Anne Guérette a terminé en troisième position dans la course à la mairie de Québec. Son colistier Jean Rousseau a quant à lui été élu dans le district Cap-aux-Diamants.

Anne Guérette en réflexion

Candidate malheureuse à la mairie de Québec avec une troisième place, la chef de Démocratie Québec, Anne Guérette, se donne un temps de réflexion avant de décider si elle prendra la place de son colistier Jean Rousseau, élu comme conseiller dans le district Cap-aux-Diamants.

«C’est une décision que je ne prends pas à la légère», a-t-elle indiqué dimanche soir, devant une cinquantaine de partisans réunis à l’Hôtel Québec du boulevard Laurier, ajoutant que des «choix personnels» étaient en jeu.

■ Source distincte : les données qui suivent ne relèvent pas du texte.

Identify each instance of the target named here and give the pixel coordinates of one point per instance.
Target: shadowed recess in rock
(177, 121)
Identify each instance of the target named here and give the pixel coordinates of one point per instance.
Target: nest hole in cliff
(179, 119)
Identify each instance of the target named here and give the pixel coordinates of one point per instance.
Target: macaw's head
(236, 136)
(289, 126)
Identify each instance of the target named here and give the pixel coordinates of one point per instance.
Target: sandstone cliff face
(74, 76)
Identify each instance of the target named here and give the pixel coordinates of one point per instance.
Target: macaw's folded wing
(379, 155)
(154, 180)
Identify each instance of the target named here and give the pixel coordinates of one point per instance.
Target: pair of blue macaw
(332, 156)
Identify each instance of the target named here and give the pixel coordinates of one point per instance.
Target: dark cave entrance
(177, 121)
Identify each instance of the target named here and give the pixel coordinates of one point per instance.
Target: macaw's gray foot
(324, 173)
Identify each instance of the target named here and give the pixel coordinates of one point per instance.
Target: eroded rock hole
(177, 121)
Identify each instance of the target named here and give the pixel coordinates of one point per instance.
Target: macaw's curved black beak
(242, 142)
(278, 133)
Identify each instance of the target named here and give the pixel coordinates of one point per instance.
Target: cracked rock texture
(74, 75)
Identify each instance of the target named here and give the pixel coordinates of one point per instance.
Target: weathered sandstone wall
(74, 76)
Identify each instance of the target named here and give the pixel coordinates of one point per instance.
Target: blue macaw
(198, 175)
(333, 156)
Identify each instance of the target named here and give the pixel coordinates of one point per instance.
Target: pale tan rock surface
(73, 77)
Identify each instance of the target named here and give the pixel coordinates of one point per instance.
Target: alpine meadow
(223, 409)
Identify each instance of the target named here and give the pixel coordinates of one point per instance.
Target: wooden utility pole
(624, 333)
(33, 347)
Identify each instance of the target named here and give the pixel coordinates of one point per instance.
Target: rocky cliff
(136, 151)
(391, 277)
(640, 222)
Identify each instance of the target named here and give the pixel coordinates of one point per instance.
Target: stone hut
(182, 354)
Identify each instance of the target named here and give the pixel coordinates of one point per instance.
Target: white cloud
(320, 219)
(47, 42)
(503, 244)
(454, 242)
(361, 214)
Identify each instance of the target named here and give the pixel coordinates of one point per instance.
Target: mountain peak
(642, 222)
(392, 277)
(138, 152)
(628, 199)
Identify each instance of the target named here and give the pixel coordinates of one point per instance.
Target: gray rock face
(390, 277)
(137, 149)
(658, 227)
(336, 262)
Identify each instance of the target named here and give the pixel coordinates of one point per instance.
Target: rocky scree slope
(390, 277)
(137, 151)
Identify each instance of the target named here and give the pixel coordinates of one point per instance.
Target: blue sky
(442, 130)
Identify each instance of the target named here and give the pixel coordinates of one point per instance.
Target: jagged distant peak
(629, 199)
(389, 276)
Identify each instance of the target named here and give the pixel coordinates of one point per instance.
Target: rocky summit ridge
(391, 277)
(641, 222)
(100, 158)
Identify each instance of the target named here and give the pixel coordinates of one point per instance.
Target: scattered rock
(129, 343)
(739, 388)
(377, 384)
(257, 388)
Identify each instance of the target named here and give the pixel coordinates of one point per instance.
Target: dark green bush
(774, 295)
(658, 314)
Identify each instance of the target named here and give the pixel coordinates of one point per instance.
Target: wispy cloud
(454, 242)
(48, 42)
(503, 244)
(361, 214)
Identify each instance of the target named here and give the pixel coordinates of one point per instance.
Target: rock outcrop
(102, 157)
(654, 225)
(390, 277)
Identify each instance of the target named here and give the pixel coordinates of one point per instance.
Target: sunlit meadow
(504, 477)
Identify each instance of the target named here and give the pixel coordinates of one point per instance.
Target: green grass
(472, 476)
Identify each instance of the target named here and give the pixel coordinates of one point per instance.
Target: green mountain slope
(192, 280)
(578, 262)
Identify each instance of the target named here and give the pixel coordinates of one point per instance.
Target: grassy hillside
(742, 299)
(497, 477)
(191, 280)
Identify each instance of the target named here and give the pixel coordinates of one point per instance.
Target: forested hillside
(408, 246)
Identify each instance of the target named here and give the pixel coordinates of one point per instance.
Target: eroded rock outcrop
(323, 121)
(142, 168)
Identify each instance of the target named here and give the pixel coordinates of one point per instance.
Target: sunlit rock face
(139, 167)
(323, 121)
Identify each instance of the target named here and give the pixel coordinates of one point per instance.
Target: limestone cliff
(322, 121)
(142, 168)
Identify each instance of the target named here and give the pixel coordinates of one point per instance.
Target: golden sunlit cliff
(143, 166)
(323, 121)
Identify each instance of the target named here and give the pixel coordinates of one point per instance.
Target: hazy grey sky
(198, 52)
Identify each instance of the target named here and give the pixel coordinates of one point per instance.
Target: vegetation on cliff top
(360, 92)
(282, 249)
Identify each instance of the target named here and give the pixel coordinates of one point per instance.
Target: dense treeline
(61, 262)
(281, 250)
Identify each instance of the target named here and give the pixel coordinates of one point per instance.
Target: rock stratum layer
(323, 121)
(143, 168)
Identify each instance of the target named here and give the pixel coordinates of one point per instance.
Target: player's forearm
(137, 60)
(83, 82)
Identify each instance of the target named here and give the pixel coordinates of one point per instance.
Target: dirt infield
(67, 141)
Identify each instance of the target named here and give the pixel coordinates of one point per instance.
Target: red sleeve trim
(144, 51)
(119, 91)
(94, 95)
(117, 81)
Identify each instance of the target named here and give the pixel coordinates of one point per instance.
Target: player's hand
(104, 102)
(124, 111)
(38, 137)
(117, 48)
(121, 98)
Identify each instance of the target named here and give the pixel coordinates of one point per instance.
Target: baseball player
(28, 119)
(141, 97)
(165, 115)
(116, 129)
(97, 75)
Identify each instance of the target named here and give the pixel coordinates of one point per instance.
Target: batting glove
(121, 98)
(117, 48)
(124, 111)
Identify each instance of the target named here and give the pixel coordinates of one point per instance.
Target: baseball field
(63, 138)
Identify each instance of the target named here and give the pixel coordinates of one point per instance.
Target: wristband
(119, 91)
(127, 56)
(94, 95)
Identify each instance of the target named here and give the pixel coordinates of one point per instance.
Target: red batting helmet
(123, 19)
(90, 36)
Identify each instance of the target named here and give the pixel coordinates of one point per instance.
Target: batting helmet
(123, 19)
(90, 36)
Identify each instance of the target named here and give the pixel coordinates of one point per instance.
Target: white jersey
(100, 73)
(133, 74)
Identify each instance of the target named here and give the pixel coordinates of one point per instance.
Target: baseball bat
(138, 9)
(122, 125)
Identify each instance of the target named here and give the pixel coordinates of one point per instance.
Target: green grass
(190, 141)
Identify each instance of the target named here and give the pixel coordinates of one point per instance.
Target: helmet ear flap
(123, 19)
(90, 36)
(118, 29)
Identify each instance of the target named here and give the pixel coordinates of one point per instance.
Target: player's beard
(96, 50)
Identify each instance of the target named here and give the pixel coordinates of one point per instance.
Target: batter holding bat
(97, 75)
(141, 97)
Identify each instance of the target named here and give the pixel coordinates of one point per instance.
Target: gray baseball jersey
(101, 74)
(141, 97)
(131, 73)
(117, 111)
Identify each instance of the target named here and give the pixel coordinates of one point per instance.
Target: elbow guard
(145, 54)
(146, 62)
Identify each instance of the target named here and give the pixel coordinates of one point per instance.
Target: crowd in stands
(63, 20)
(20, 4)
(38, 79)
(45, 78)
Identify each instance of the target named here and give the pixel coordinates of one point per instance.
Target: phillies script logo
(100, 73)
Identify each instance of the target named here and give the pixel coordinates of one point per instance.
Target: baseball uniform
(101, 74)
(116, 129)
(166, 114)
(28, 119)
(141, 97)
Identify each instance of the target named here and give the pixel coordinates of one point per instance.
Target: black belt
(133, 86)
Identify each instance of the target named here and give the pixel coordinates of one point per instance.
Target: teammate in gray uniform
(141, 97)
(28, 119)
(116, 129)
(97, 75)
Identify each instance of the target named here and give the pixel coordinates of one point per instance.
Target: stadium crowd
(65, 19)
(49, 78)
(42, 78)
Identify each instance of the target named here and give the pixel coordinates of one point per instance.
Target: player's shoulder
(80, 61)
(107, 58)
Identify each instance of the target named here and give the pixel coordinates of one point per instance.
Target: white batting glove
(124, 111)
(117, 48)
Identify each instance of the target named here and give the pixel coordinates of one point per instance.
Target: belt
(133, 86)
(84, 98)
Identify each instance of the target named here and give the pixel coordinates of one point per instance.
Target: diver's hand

Ces deux jeunes fils étaient présents sur l’estrade lors de son allocution. 

En mêlée de presse à l’issue de son discours, Mme Guérette, 53 ans, a précisé qu’elle préférait «laisser retomber la poussière» avant de faire part de son choix. Une convocation devrait être envoyée lundi aux médias. «Il n’y a rien qui presse. J’ai jusqu’à l’assermentation pour prendre ma décision. Je vais prendre le temps qu’il faut.»

À Québec, le système du colistier permet à un candidat défait à la mairie de siéger à titre de conseiller municipal lorsque ce même colistier est élu dans son district. Jean Rousseau l’a emporté avec 40,69 % des voix dans le district Cap-aux-Diamants, devant Maud Rusk d’Équipe Labeaume. Seulement 310 votes ont séparé les deux adversaires.

Sept candidats s’affrontaient dans ce district hautement convoité de la haute ville, dont l’indépendant François Marchand, candidat malheureux de la course à la direction de Démocratie Québec.

Élection différente

Pour Anne Guérette, qui a représenté Cap-aux-Diamants au cours des 10 dernières années, ce scrutin a été complètement différent de celui de 2013, le nombre de partis et de candidats ayant bouleversé la donne. «Il y avait cinq candidats en moyenne dans chaque district, comparativement à deux ou trois à l’élection précédente. L’ampleur du défi était énorme […] On ne peut pas comparer cette élection à la dernière où il y avait deux équipes complètes. Cette fois-ci, il y en avait quatre et presque le double de candidats. Ça fait une grosse différence. […] Il y avait tellement de divisions dans les districts, c’est difficile de tirer des conclusions claires.»


Il n’y a rien qui presse. J’ai jusqu’à l’assermentation pour prendre ma décision. Je vais prendre le temps qu’il faut.
Anne Guérette, qui devra décider si elle prend la place de son colistier dans le district Cap-aux-Diamants

Anne Guérette estime que Démocratie Québec est là pour rester dans le paysage politique de Québec. «Je vois des gens prêts à continuer à militer dans le parti, pour le garder bien vivant et le préparer pour la prochaine campagne électorale.»

Après avoir félicité ses adversaires, Mme Guérette y est allée d’une blague bien appréciée de ses supporteurs, déclarant que le chef de Québec 21, Jean-François Gosselin, avait donné «une troisième voix» à la démocratie municipale, clin d’œil évident au fameux troisième lien qui a monopolisé une partie de la campagne électorale.

Le candidat défait de Démocratie Québec dans le district Montcalm–Saint-Sacrement, Christophe Navel, s’est dit très satisfait de la campagne menée par sa formation. «On a tout donné sur le terrain. On a cogné à 8000 portes, rencontré 4000 personnes. On a fait une campagne extraordinaire. On n’aurait pas pu faire mieux. On respecte le choix des gens. Ils ont choisi de continuer dans la même ligne, on respecte ça.»